Photo and Commentary ©2024 by Robert Howson
Tuesday, December 31, 2024
If you should happen to be among the growing number of people who communicate with others by texting, then you recognize the helpfulness of the jargon used by that fraternity. Among those abbreviations are ASAP, FYI, ILY, and HBD. Texters are not the only ones who employ such a practice. Within the community of birders, FOY (first of year) is used to designate the first time a bird has been seen that year, so beginning early January 1 many report FOY which, of course, would include the first bird seen that year. For many in my neighborhood it would be the American Crow for there is a large rookery on the UW Bothell campus and many of those leaving in the morning fly right over our place.

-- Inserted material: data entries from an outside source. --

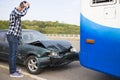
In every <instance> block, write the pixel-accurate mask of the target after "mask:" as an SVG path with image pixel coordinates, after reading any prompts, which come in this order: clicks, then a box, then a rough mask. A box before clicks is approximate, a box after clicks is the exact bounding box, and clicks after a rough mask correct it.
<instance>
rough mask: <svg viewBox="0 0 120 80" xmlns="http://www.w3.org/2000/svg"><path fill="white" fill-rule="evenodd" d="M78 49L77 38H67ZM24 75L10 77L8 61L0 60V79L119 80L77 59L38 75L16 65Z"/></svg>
mask: <svg viewBox="0 0 120 80" xmlns="http://www.w3.org/2000/svg"><path fill="white" fill-rule="evenodd" d="M69 41H70V42H71V43H72V44H73V46H74V47H76V48H77V50H78V51H79V40H69ZM18 67H19V68H21V69H22V73H23V74H24V75H25V76H24V77H23V78H10V77H9V73H8V63H7V62H4V61H0V80H120V79H118V78H116V77H113V76H110V75H107V74H104V73H100V72H97V71H93V70H90V69H87V68H84V67H83V66H81V65H80V63H79V61H75V62H72V63H70V64H68V65H67V66H63V67H57V68H45V69H44V71H43V72H42V73H41V74H39V75H31V74H29V73H28V72H27V71H26V68H25V67H24V66H20V65H18Z"/></svg>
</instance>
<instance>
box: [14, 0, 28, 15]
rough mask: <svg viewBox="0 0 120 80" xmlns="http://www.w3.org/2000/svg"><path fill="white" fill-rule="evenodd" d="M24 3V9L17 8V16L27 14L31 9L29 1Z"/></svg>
mask: <svg viewBox="0 0 120 80" xmlns="http://www.w3.org/2000/svg"><path fill="white" fill-rule="evenodd" d="M23 5H24V8H23V10H22V11H18V10H16V9H15V14H16V16H20V17H22V16H24V15H26V13H27V10H28V9H29V6H30V4H29V3H28V2H27V3H23Z"/></svg>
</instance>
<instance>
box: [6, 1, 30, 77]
mask: <svg viewBox="0 0 120 80" xmlns="http://www.w3.org/2000/svg"><path fill="white" fill-rule="evenodd" d="M29 6H30V5H29V3H28V2H26V1H23V2H21V3H20V5H19V6H18V7H17V8H15V9H14V10H13V11H12V12H11V14H10V20H9V29H8V32H7V40H8V43H9V71H10V77H23V75H22V74H21V73H20V72H19V70H18V69H17V68H16V58H17V51H18V44H19V40H20V39H21V38H22V32H21V31H22V28H21V17H23V16H24V15H26V13H27V10H28V8H29Z"/></svg>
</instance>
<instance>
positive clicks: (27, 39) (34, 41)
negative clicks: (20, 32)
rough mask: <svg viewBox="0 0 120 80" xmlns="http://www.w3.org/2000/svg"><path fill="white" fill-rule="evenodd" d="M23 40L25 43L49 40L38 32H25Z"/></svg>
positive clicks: (33, 31)
mask: <svg viewBox="0 0 120 80" xmlns="http://www.w3.org/2000/svg"><path fill="white" fill-rule="evenodd" d="M22 40H23V42H24V43H31V42H35V41H41V40H48V38H47V37H46V36H45V35H44V34H42V33H40V32H38V31H23V33H22Z"/></svg>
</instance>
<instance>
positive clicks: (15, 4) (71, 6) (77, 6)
mask: <svg viewBox="0 0 120 80" xmlns="http://www.w3.org/2000/svg"><path fill="white" fill-rule="evenodd" d="M21 1H23V0H1V1H0V20H8V19H9V14H10V12H11V11H12V10H13V9H14V8H15V7H17V6H18V5H19V3H20V2H21ZM26 1H28V2H29V3H30V9H29V11H28V13H27V15H26V16H25V17H23V18H22V19H23V20H40V21H59V22H64V23H69V24H76V25H79V23H80V0H26Z"/></svg>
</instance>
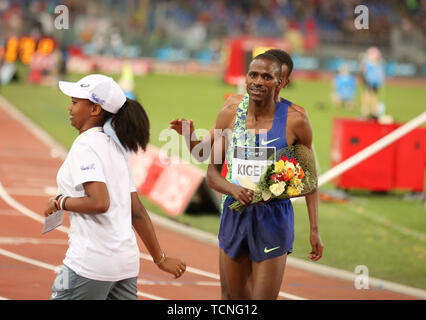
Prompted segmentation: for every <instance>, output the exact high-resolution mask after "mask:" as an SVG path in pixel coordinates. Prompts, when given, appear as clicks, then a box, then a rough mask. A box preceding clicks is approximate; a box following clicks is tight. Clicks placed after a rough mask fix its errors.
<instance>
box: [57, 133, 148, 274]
mask: <svg viewBox="0 0 426 320" xmlns="http://www.w3.org/2000/svg"><path fill="white" fill-rule="evenodd" d="M90 181H100V182H104V183H105V184H106V186H107V189H108V194H109V198H110V206H109V209H108V211H107V212H105V213H102V214H80V213H76V212H69V216H70V222H71V227H70V231H69V241H68V243H69V248H68V250H67V253H66V257H65V259H64V261H63V263H64V264H65V265H67V266H68V267H69V268H71V269H72V270H73V271H74V272H76V273H77V274H78V275H80V276H83V277H86V278H89V279H93V280H100V281H119V280H123V279H127V278H132V277H136V276H137V275H138V273H139V258H140V257H139V249H138V245H137V242H136V236H135V234H134V232H133V229H132V217H131V197H130V193H131V192H134V191H136V188H135V186H134V184H133V177H132V174H131V170H130V167H129V163H128V161H127V157H126V155H125V154H124V153H123V152H122V150H121V148H120V147H119V146H118V145H117V143H115V142H114V140H113V139H111V138H110V137H109V136H108V135H106V134H105V133H103V132H102V128H101V127H95V128H91V129H89V130H87V131H85V132H83V133H82V134H81V135H79V136H78V137H77V138H76V140H75V141H74V143H73V145H72V147H71V149H70V151H69V153H68V155H67V157H66V159H65V161H64V163H63V164H62V166H61V168H60V169H59V171H58V175H57V183H58V187H59V189H60V191H61V192H62V194H64V195H66V196H69V197H83V196H85V191H84V188H83V183H85V182H90Z"/></svg>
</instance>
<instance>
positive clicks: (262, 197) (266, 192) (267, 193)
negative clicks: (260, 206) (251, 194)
mask: <svg viewBox="0 0 426 320" xmlns="http://www.w3.org/2000/svg"><path fill="white" fill-rule="evenodd" d="M271 197H272V193H270V192H269V191H262V199H263V201H268V200H269V199H271Z"/></svg>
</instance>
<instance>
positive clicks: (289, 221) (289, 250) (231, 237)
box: [219, 196, 294, 262]
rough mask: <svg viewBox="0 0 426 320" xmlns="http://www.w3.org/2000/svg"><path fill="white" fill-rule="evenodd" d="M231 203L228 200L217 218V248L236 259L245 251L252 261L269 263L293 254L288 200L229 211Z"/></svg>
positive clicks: (293, 236) (269, 201) (292, 206)
mask: <svg viewBox="0 0 426 320" xmlns="http://www.w3.org/2000/svg"><path fill="white" fill-rule="evenodd" d="M234 201H235V199H234V198H232V197H230V196H228V197H227V198H226V200H225V202H224V204H223V212H222V215H221V218H220V229H219V246H220V248H221V249H223V251H224V252H225V253H226V254H227V255H228V256H229V257H231V258H233V259H236V258H238V256H239V255H240V253H242V252H244V251H246V252H248V254H249V258H250V259H251V260H252V261H257V262H259V261H263V260H266V259H272V258H275V257H279V256H281V255H284V254H286V253H287V254H289V253H291V252H292V251H293V242H294V212H293V205H292V203H291V201H290V200H289V199H274V200H271V201H269V202H266V203H260V204H252V205H250V206H248V207H247V208H246V209H245V210H244V211H233V210H231V209H229V207H228V206H229V205H230V204H232V203H233V202H234Z"/></svg>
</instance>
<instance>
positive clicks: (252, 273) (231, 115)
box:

Crows in general are smart birds. Henry Ward Beecher, the 19th century American preacher, once remarked that if people wore feathers and wings, very few of them would be clever enough to be crows. For example, they hunt mollusks at low tide and smash them by carrying them aloft and dropping them on rocks below. They fly high enough to break the shell, but not so high as to waste energy. Experiments have shown the most economical height to accomplish this is around 16 feet, which just happens to be the same height the crows employ.
As we begin a new year, we, once again, have the FOY opportunity to make wise decisions. May our choices, both the first and those that follow, give evidence that we are among the few that are astute enough to be wiser than crows.